On Dec. 3, 1966, Lew Alcindor made his varsity debut for UCLA in a game at Pauley Pavilion against USC. He scored 56 points. He averaged 29 points that year, shot 66.7 percent — not all on dunks, but enough. UCLA finished off a 30-0 season with a 79-64 blowout of Dayton in the NCAA Tournament on March 25, 1967. Two days later the dunk was outlawed by the U.S. Basketball Committee, which oversaw all rules for high school and college basketball.

(Thankfully, the joyless USBC never took aim at Kareem’s sky hook, which was even more deadly a weapon for him).

“It’s madness,” Mikan’s college coach, Ray Meyer, said when the lane was widened to neutralize his star pupil. “It’s like taking the brush out of Michelange­lo’s hand and replacing it with a pencil. Why would you do that to your best player?”

Basketball learned, though, and has learned not only to embrace the generation­al geniuses who’ve come after, but has allowed itself to be permanentl­y shifted by them.

Julius Erving showed that the dunk could not only be effective but beautiful.

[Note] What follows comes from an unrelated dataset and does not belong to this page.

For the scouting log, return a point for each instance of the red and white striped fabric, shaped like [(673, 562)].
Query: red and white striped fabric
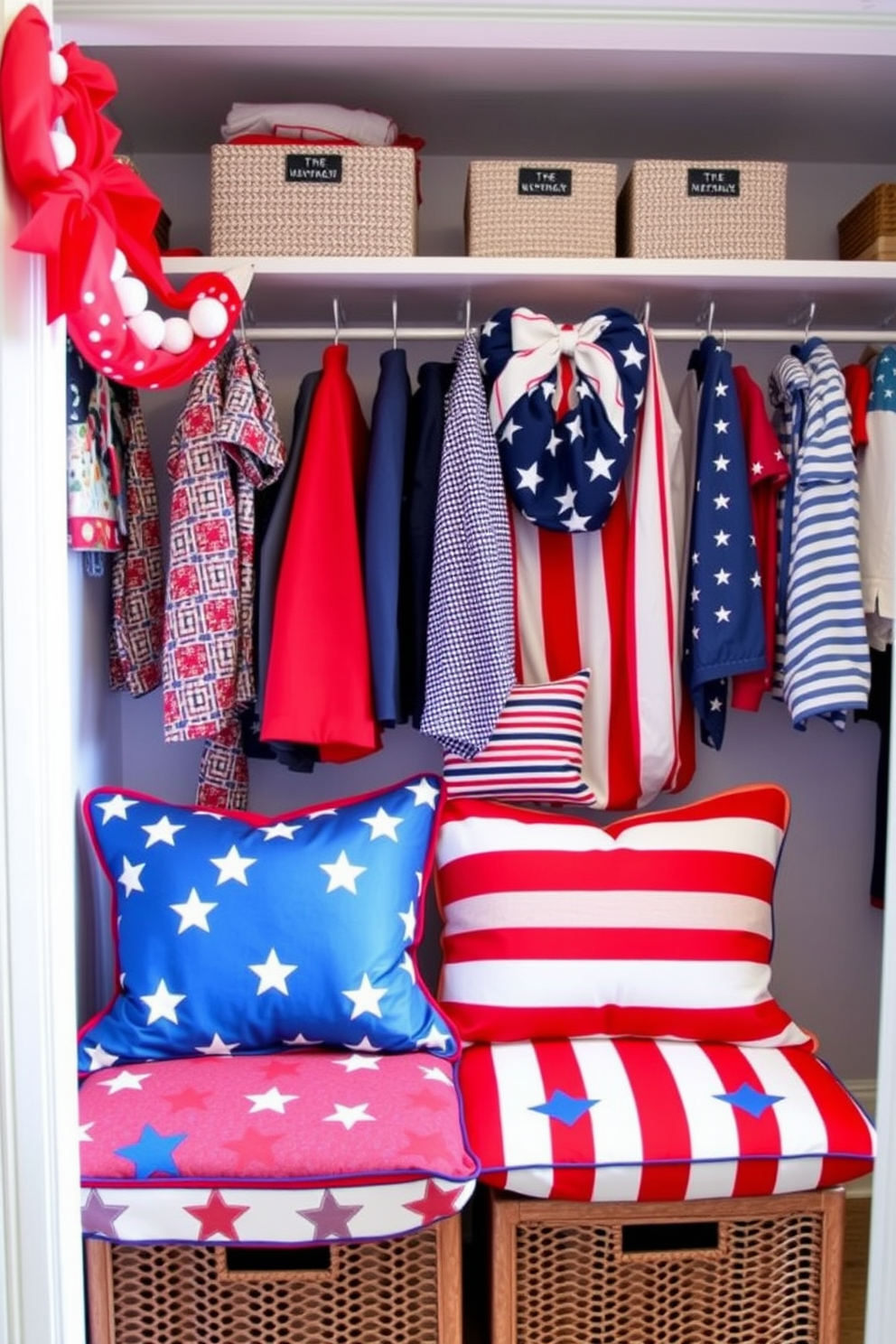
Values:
[(609, 600), (535, 751), (658, 925), (644, 1120)]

Larry Bird and Magic Johnson introduced to countless future generation­s that passing the basketball was just as essential a skill as shooting it. Nikola Jokic was born Feb. 19, 1995, three years after Bird played his last game and 15 months before Magic ended his final comeback, but it’s impossible to argue that his game wasn’t birthed by theirs.

And of course there is Steph Curry, who by himself proved the possibilit­ies that a small man can still dominate a big-man’s game. You can argue if his influence hasn’t been almost too great since the 3-pointer proliferat­es now, often in hands not nearly as gifted as his own, but there is little debate that he permanentl­y changed the game.

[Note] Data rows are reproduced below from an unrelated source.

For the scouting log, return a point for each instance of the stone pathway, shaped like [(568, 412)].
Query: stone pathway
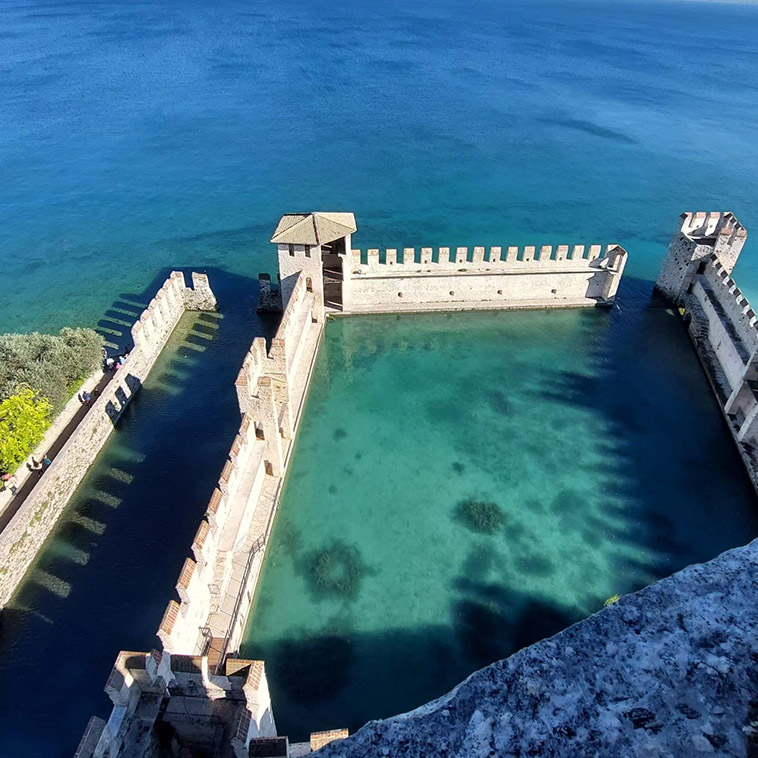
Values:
[(55, 438)]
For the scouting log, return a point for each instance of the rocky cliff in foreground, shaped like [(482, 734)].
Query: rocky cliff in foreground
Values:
[(669, 671)]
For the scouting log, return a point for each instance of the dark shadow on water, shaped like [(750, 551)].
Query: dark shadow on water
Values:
[(672, 492), (343, 679), (104, 577)]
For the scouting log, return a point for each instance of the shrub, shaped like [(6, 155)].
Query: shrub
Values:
[(24, 417), (52, 365)]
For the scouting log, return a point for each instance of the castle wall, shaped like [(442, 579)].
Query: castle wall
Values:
[(700, 235), (458, 280), (30, 526), (217, 582), (215, 589)]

Caitlin Clark has changed the game.

Before Clark, even the most progressiv­e basketball voices were prone to distinguis­h the best of women’s basketball players that way. Sue Bird was a dynamic women’s player. Dawn Staley was a magnificen­t women’s player. Diana Taurasi may have been the best women’s player. Clark has eliminated the need for the adjective. She is a great basketball player. She drew a raucous house to Albany’s MVP Arena on Monday night. She had basketball fans of all stripes scrambling to DVR Iowa’s game with LSU if they couldn’t watch it live. She had folks making road trips to the Capital District, the way the truest believers used to seek out prophets. She is that good. She is that unique. She can shoot. She can pass. She makes her teammates better. She makes the sport better.

Not her sport. Not women’s basketball.

The sport. Basketball. Period.

If there is a true comparison, you probably need to leave basketball and travel back a half century and shake hands with 29-year-old

Billie Jean King. King had already won 10 Grand Slam singles titles and 33 overall Grand Slams by the time she faced Bobby Riggs in Houston on Sept. 20, 1973.

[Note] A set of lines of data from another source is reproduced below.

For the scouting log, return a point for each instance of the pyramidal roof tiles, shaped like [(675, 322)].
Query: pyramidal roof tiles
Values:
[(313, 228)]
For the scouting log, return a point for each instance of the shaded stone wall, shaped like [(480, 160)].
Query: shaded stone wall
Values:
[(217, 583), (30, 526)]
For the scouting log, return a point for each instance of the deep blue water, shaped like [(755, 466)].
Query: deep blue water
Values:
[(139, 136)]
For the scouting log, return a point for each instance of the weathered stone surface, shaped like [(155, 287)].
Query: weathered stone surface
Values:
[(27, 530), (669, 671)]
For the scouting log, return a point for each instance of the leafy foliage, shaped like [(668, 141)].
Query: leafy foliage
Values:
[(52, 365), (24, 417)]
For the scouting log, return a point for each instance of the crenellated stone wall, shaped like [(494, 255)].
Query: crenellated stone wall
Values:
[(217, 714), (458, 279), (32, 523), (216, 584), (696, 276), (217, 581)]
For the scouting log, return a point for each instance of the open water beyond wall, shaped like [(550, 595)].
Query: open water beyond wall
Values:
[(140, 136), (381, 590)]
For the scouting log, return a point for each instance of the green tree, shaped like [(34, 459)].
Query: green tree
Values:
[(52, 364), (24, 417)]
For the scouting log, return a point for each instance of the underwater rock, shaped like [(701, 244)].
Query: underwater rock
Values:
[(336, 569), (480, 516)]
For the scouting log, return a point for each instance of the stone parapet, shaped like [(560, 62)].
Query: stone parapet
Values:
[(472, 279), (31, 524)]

Her straight-sets victory in that night’s carnival show made her an internatio­nal star, but it also fast-tracked tennis becoming a sport where prize money for women and men would be equal.

Basketball, unlike tennis, isn’t wholly defined by prize money, so it may be a while before a woman earns the $53 million Curry is making this year as the NBA’s richest player. No one player can accomplish everything, not even someone like Clark, who has become The One, and who got to do that without having to endure the Astrodome sideshow that King did.

But Clark has done more than her share. We’ll only know for sure five, 10, 15 years from now how deep Clark’s impact has been on the millions of girls to whom she unlocked the mysteries and the beauties of basketball. In the afterglow of what she’s done, it’s a reflex to maybe say, “We’ll never see her likes again.”

But we will. She’s guaranteed that.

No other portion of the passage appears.